Overhead sports can be hard on shoulders.
“Pitchers take the shoulder to extremes of motions, creating a strong force as the shoulder externally rotates. That can lead to a loss of internal rotation,” Wilson said. “With tennis, the same thing can happen with serves.”
And then, the arm must quickly decelerate after a pitch is released or the ball is hit.
“A lot of force goes into the shoulder to slow it from maximum speed to resting,” Wilson said. “Irritation, pain and certain injuries can result from the massive force that’s repetitively put through the shoulder.”
Shoulder injuries that are more common with overhead sports include loss of internal rotation, issues with the biceps tendon and labrum, and irritation and tears to the rotator cuff.
To avoid injury, be sure to rest appropriately and avoid overuse. That’s especially important for younger players, who are more susceptible to injury.
Prevention Tip No. 1 – Strengthen
To maintain a healthy, functional shoulder, you should work those muscles. But a well-rounded strengthening regimen may not be what you’d expect.
“A lot of times when people are working out their shoulders, they focus on the big muscles, like the trapezius and deltoids,” Wilson said. “Really, the small muscles are the most important for maintaining a healthy, mobile shoulder.”
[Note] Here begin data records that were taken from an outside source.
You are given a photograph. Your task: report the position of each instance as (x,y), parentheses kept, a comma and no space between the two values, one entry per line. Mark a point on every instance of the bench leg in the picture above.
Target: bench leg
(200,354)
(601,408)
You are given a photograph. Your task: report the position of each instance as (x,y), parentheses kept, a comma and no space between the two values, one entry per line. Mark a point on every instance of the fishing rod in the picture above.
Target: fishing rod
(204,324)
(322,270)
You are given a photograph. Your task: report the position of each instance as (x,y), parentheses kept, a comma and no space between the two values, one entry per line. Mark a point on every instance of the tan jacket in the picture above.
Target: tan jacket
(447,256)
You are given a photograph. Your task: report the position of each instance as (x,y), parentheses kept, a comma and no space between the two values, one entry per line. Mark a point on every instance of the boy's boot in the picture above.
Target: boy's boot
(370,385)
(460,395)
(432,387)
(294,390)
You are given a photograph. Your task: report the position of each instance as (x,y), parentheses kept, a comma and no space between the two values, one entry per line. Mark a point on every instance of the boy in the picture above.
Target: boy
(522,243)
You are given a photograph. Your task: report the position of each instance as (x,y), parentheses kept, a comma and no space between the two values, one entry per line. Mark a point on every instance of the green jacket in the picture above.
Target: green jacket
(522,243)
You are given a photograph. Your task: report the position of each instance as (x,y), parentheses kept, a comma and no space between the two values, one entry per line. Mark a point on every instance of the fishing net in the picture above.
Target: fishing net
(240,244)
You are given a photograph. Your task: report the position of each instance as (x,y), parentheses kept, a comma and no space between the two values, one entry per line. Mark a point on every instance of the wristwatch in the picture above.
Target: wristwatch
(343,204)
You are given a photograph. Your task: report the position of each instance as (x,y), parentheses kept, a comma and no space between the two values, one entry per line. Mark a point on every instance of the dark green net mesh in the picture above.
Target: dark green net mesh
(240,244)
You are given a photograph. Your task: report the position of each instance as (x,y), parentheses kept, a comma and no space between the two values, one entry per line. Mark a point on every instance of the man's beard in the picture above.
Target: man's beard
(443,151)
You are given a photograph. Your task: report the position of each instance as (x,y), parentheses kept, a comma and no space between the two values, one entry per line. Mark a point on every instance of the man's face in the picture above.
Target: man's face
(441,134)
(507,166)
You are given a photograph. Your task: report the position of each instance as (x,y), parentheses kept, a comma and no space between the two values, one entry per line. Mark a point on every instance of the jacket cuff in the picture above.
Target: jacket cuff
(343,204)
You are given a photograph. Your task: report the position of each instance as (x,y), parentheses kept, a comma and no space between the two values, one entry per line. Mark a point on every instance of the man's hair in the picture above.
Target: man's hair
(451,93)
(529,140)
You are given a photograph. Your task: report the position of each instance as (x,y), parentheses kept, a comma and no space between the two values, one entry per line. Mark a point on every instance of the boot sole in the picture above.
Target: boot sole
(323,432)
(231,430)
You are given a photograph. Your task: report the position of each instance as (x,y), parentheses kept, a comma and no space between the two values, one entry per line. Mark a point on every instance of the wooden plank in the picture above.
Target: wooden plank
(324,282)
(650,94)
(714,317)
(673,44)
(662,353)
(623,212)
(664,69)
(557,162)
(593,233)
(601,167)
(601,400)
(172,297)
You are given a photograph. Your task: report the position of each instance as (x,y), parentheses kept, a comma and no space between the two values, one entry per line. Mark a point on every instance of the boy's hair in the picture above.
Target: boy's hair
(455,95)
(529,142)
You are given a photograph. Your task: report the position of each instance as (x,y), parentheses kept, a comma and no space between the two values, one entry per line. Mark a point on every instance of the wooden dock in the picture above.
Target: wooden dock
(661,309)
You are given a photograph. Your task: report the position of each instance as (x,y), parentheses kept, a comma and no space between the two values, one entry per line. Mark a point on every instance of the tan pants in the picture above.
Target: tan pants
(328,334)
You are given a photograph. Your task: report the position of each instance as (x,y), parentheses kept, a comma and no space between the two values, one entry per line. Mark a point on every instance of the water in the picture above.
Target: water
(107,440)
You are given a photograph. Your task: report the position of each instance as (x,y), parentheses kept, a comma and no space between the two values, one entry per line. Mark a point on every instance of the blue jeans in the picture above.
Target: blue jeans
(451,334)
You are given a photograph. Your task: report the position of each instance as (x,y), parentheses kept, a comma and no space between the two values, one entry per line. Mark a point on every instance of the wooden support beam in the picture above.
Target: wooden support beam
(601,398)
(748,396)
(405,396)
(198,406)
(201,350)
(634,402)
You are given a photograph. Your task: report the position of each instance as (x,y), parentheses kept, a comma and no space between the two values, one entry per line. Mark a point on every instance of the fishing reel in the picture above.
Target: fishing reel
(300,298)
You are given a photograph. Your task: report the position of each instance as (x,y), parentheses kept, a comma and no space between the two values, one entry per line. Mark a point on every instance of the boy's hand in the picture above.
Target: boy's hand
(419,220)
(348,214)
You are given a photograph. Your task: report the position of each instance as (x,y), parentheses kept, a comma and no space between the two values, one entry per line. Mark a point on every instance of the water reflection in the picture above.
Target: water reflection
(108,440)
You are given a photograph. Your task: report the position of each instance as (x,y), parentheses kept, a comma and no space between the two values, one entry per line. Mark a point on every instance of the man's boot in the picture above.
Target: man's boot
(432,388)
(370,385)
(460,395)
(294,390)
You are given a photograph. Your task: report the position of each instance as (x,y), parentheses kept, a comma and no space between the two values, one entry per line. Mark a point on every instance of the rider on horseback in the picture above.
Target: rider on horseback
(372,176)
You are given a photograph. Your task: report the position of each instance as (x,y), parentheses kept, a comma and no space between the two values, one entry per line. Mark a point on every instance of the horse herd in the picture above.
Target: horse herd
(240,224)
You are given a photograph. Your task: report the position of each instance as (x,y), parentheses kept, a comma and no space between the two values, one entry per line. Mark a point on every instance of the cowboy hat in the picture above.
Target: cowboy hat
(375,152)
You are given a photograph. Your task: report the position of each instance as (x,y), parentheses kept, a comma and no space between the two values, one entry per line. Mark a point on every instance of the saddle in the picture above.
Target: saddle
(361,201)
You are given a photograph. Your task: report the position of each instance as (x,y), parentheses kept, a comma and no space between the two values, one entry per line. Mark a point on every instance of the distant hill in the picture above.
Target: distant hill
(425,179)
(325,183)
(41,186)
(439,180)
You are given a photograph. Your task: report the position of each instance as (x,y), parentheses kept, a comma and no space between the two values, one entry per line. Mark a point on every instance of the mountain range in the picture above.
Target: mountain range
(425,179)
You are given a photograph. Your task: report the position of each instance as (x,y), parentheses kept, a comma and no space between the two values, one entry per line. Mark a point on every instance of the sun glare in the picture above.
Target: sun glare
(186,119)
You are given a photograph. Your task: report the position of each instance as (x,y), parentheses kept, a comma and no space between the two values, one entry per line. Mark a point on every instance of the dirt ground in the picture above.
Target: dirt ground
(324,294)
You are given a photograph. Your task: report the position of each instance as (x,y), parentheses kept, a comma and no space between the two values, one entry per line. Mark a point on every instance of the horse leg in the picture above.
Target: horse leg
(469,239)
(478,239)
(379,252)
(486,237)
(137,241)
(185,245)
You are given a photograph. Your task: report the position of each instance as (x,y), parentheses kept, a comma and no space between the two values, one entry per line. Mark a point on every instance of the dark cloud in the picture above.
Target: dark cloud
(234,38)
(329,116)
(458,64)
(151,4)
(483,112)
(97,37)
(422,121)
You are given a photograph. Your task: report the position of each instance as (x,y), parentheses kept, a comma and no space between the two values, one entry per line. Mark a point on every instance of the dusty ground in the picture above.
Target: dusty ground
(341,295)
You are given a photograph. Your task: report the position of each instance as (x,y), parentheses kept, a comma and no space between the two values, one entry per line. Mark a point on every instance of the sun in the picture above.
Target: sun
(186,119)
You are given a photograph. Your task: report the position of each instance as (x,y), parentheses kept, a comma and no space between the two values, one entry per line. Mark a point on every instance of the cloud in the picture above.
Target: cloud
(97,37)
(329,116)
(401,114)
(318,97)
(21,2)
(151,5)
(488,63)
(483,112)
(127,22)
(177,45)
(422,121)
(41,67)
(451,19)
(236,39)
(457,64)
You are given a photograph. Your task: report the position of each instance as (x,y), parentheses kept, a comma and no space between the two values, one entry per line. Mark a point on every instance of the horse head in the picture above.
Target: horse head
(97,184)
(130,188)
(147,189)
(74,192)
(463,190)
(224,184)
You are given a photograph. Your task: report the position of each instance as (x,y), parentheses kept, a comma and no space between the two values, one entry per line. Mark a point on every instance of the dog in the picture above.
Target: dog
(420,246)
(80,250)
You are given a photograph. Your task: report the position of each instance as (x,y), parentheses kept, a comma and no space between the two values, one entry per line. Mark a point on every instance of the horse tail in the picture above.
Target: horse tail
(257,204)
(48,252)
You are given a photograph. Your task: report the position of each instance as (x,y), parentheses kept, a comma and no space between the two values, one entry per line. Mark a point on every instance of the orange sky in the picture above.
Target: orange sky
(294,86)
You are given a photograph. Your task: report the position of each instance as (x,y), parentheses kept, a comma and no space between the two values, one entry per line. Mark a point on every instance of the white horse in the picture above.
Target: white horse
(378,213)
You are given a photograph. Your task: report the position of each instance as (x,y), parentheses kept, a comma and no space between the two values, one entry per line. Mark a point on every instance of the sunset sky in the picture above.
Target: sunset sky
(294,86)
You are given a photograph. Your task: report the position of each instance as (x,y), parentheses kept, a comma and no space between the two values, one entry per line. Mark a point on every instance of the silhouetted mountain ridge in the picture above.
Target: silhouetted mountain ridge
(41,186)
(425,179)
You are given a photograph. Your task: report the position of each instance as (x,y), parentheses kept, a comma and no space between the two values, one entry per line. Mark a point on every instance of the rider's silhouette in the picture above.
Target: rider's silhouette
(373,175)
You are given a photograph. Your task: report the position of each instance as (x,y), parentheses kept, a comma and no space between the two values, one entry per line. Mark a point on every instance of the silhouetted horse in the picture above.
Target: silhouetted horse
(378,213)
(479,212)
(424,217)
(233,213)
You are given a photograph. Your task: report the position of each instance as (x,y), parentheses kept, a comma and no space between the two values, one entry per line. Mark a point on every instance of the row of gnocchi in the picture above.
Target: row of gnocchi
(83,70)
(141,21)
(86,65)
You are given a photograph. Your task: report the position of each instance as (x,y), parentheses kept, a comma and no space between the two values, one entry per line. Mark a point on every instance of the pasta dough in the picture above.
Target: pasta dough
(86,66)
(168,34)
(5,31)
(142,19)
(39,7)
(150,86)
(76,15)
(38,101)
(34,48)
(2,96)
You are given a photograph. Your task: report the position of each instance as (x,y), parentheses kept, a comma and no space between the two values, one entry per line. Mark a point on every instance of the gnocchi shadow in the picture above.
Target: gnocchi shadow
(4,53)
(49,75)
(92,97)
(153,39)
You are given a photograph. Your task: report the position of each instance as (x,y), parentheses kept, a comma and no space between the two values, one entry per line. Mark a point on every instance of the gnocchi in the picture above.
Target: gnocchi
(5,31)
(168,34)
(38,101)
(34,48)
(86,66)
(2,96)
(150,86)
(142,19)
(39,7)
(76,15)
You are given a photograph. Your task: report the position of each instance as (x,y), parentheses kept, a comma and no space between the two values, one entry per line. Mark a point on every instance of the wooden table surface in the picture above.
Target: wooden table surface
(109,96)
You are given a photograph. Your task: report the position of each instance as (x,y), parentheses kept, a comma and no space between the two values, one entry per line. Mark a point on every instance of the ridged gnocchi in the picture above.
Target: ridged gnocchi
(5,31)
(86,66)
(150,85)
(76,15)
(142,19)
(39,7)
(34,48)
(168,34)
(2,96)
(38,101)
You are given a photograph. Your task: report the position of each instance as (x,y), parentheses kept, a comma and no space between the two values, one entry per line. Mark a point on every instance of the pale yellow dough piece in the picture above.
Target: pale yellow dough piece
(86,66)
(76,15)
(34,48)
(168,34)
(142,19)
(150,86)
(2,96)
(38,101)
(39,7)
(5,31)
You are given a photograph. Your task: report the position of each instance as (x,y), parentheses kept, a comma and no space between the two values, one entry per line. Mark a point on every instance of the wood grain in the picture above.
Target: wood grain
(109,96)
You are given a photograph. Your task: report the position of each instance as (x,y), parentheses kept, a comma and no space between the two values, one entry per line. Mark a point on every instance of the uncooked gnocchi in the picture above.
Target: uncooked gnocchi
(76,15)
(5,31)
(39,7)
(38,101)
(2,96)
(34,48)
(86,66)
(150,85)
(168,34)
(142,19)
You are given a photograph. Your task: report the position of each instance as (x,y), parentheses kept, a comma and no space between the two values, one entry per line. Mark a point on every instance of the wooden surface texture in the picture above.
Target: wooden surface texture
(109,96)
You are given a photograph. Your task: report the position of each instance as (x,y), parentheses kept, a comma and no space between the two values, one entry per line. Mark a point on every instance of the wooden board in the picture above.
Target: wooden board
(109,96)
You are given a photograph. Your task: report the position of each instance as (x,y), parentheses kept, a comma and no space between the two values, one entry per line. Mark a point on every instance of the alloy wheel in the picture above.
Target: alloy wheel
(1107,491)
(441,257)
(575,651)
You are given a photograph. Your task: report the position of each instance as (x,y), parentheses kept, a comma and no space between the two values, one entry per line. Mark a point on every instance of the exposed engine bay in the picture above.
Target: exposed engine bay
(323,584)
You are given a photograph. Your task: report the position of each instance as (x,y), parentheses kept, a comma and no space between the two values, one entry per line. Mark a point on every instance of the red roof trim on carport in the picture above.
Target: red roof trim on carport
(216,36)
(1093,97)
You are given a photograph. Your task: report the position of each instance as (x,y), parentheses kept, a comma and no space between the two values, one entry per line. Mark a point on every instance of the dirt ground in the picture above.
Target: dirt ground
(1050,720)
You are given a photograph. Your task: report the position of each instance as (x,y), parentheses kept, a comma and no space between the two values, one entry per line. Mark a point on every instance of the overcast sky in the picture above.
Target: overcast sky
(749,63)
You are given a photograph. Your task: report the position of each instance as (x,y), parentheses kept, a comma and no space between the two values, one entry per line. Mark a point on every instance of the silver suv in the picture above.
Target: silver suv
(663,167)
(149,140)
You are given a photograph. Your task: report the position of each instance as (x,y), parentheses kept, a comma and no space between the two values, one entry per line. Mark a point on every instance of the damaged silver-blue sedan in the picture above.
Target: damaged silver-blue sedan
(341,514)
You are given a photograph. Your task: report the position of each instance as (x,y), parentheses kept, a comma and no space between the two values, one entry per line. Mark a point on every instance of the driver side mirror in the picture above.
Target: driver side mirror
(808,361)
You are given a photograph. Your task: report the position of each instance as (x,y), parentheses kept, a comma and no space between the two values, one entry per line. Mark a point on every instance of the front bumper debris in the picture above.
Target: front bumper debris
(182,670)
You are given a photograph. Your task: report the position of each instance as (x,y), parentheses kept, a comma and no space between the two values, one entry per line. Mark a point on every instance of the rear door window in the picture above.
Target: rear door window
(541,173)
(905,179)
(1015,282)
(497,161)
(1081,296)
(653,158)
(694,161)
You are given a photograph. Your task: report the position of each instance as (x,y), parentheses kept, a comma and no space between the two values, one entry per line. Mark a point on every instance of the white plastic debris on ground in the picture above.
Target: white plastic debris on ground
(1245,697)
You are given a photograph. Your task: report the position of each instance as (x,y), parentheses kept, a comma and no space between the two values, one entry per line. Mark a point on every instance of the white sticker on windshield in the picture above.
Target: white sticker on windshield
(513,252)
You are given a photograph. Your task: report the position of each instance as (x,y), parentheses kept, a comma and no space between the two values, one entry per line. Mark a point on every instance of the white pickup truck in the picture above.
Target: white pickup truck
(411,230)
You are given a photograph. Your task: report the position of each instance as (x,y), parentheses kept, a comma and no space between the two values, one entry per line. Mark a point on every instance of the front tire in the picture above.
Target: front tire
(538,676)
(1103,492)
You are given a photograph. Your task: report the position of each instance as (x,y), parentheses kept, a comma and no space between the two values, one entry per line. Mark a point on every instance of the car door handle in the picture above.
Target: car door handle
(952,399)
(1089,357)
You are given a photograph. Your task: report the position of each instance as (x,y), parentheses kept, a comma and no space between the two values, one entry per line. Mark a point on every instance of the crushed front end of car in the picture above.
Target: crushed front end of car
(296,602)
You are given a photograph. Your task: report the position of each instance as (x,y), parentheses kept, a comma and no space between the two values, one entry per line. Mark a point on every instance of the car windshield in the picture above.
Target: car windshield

For instance, to strengthen the rotator cuff, which is the group of muscles and tendons surrounding the shoulder joint, Wilson recommends keeping the elbow at the side, then using light resistance while rotating the hand out and in towards the stomach.
Prevention Tip No. 2 – Stretch
When thinking of shoulders, the phrase ‘use it or lose it,’ comes to mind.
“If the shoulder isn’t used, it’s prone to getting stiff,” Wilson said. “Even for a minor injury, if the arm is put in a sling or the shoulder isn’t used because of pain, inflammation can cause the joint capsule to constrict and get stiff, which results in more pain, creating a cycle.”
Wilson recommends patients continue to use the shoulder even with a certain amount of pain, unless the injury needs to be immobilized.
“It’s a balance,” Wilson said. “We want to keep it from getting stiff, while allowing it to heal.”
To create mobility, hold onto a broomstick or baseball bat, then use one arm to take the other through a wide range of motions.
And try the “sleeper stretch””: lie on your side with your elbow at your side, then let your arm ease down towards the abdomen.
When injury strikes
See a health care professional if you have a specific injury – maybe you hear a pop or feel immediate pain – or if you have chronic pain that doesn’t improve after resting and avoiding irritating activities.
And don’t forget the power of rest.
“The first step is often rest, which is hard for a lot of athletes to do,” Wilson said. “But pushing through the pain can result in worse injuries or a more difficult recovery.”
This article first appeared in the Steamboat Pilot & Today on June 10, 2019.